Okay, little coffee beans, that’s it for today. I will be covering the next three books in a week or two. In the meantime, what are your thoughts? Have you read the series? Do you agree/disagree with my analysis? What literary/classical references have you noticed in the books? Which installment is your favorite? Which character is your favorite?


  1. I totally love this! I haven't read the books in a long time, but I love the way that you point out how Olaf dehumanizes the Baudelaires by referring to them as orphans rather than people... And Poe. Yeah. Like, adults who are supposed to care but don't. I feel like a lot of it is meant to identify with children because the adults are the way adults look in the eyes of children and young people. Adults sometimes don't care about the right things or let their fears get in the way of a child's dreams, and it's terrible.

    BUT YES. This is awesome, Liz!

    1. Thank you! I hadn't read them in a long while either, and I really enjoyed rereading them all. You're right, it's definitely something that speaks directly to children in that way, and it's definitely great for exposing how some adults just don't care enough about the right stuff.

      Thank you! I'm glad you liked it. :)

  2. I LOVE THIS. Lemony Snicket's books are some of my favorites ever, and I'm always trying to tell people that there's soooo much beyond the depressingness and witty jokes. :P

    1. Aww, thank you! Lemony Snicket's books are brilliant and wonderful and I feel bad that so many people miss out on that. I wish more people saw how deep and smart they are. :)

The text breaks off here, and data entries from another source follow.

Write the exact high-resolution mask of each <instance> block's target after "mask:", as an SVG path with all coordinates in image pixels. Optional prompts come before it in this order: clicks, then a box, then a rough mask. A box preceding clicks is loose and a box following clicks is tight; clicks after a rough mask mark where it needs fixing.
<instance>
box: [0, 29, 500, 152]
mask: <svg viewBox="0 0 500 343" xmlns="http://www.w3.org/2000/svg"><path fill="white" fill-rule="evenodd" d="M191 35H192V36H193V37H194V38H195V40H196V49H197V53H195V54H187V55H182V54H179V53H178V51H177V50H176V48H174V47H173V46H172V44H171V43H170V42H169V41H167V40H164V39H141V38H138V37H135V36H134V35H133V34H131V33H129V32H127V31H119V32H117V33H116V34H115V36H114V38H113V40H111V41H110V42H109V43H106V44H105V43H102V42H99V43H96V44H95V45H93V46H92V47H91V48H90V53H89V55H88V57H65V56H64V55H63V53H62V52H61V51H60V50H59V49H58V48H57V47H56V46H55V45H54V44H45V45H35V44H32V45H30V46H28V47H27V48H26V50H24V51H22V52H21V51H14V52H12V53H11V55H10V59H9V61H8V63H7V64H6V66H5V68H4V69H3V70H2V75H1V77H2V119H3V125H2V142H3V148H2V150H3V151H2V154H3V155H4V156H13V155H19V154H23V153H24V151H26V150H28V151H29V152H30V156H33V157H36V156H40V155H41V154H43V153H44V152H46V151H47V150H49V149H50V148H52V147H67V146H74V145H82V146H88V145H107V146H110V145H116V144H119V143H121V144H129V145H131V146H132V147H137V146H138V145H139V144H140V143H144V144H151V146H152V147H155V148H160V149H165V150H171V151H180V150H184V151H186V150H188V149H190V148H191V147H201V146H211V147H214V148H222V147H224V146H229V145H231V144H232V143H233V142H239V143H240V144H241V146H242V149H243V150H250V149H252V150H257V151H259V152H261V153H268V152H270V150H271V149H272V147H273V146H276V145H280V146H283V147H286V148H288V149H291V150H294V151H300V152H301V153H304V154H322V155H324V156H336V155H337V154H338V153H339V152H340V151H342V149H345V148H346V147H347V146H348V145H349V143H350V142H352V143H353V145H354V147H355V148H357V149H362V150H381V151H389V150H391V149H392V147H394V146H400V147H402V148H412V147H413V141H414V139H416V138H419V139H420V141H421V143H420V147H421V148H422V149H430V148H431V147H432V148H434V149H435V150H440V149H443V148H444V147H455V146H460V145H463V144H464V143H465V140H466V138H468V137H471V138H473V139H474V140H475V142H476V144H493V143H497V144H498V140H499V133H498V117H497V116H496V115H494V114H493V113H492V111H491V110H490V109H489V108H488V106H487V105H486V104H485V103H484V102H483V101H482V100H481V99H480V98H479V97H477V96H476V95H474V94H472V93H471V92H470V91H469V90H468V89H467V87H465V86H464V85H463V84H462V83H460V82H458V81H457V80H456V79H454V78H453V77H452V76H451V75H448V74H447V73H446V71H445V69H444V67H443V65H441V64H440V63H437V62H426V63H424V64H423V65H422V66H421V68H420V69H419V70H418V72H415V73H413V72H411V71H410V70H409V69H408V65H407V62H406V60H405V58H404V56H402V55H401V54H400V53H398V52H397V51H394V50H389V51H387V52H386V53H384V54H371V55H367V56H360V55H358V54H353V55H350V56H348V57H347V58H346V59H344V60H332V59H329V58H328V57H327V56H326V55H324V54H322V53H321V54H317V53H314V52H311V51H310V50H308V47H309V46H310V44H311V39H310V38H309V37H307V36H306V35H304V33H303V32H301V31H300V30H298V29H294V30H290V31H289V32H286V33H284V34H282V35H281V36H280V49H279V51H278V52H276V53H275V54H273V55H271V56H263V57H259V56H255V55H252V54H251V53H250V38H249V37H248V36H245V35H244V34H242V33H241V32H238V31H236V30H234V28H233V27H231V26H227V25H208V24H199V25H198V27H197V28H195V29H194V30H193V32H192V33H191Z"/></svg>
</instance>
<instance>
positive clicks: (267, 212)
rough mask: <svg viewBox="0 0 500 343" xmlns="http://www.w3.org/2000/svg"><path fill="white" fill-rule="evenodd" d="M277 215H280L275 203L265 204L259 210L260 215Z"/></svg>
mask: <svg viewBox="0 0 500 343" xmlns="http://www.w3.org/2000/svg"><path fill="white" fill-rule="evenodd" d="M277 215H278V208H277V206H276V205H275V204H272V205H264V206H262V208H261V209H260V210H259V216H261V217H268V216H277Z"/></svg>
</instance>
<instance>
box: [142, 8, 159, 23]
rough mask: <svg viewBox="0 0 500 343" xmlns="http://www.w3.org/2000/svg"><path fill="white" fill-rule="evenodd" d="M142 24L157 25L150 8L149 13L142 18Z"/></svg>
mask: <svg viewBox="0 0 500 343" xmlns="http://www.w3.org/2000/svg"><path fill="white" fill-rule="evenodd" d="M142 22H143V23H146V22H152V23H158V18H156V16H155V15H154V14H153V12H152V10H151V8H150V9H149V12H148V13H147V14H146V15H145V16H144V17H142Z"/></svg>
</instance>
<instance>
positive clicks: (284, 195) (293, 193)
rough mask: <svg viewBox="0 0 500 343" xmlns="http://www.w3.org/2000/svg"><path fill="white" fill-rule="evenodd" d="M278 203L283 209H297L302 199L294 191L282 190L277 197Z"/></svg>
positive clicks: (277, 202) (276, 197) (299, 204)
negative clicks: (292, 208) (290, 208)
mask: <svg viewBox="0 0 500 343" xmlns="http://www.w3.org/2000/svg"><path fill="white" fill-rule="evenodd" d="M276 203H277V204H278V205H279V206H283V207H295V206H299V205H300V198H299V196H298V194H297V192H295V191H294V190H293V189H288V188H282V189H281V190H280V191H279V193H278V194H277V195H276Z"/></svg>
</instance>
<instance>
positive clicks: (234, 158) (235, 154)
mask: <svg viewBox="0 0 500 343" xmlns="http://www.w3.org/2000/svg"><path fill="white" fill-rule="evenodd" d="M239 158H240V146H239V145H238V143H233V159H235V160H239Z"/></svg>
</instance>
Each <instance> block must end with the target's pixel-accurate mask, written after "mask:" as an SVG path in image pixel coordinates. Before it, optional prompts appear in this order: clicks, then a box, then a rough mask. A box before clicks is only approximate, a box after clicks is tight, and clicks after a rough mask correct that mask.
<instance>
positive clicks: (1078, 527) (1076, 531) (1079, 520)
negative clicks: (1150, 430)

  3. *applauds* This is an awesome analysis. I too read and loved the books when I was younger, but I don't think I ever thought about them quite this deeply.
    It's true, though, what you said. There's so much more to this series than the depressing sense of humor and elaborate definitions of long words, and it really does speak to the suffering that a lot of kids with issues deal with.


    1. *bows deeply* Why thank you. :) It was definitely a fun mental exercise to go through them and try to really think about them as I was rereading.
      I really like all the surface cleverness and darkness, and I guess it's easy to miss the deep stuff, but yeah, ASOUE deals with suffering really well.

  4. Oh yes, ASOUE is definitely a story which shows the ways adults fail children -- but at the same time, I think the true beauty is in how you don't quite understand everything about the series until you become older and closer to the adults and begin to also fail those younger than you. Looking forward to the rest of the analysis!

    1. Great point. I definitely didn't see how wonderful and deep it was until I reached the age where the messages would be more relevant (in some ways) to me. But, I do like how, even though I didn't fully realize what it was about, it was still an encouragement to my childhood self. Thank you!